Modeling Die Swell of Second-Order Fluids Using Smoothed Particle Hydrodynamics

Abstract

This work presents the development of a weakly compressible smoothed particle hydrodynamics (WCSPH) model for simulating two-dimensional transient viscoelastic free surface flow which has extensive applications in polymer processing industries. As an illustration for the capability of the model, the extrudate or die swell behaviors of second-order and Olyroyd-B polymeric fluids are studied. A systematic study has been carried out to compare constitutive models for second-order fluids available in literature in terms of their ability to capture the physics behind the swelling phenomenon. The effects of various process and rheological parameters on the die swell such as the extrusion velocity, normal stress coefficients, and Reynolds and Deborah numbers have also been investigated.

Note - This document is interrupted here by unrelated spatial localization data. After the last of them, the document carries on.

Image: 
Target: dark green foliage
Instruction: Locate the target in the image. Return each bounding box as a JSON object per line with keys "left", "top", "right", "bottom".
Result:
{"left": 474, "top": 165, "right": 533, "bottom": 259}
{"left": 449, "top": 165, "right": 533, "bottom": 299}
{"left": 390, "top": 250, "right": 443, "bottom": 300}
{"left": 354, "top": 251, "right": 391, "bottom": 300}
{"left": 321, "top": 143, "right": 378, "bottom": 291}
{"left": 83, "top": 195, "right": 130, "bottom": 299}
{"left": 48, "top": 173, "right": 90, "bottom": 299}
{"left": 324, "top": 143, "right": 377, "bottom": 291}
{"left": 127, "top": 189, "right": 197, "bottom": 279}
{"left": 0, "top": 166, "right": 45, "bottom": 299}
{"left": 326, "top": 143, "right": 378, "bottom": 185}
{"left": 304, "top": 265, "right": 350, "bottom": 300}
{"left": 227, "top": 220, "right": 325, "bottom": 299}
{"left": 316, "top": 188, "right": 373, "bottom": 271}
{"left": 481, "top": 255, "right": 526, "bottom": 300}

The models developed here can predict both swelling and contraction of the extrudate successfully. The die swell of a second-order fluid was solved for a wide range of Deborah numbers and for two different Reynolds numbers. The numerical approach was validated through the solution of fully developed Newtonian and non-Newtonian viscoelastic flows in a two-dimensional channel as well as modeling the die swell of a Newtonian fluid. The results of these three benchmark problems were compared with analytic solutions and numerical results in literature when pertinent, and good agreements were obtained.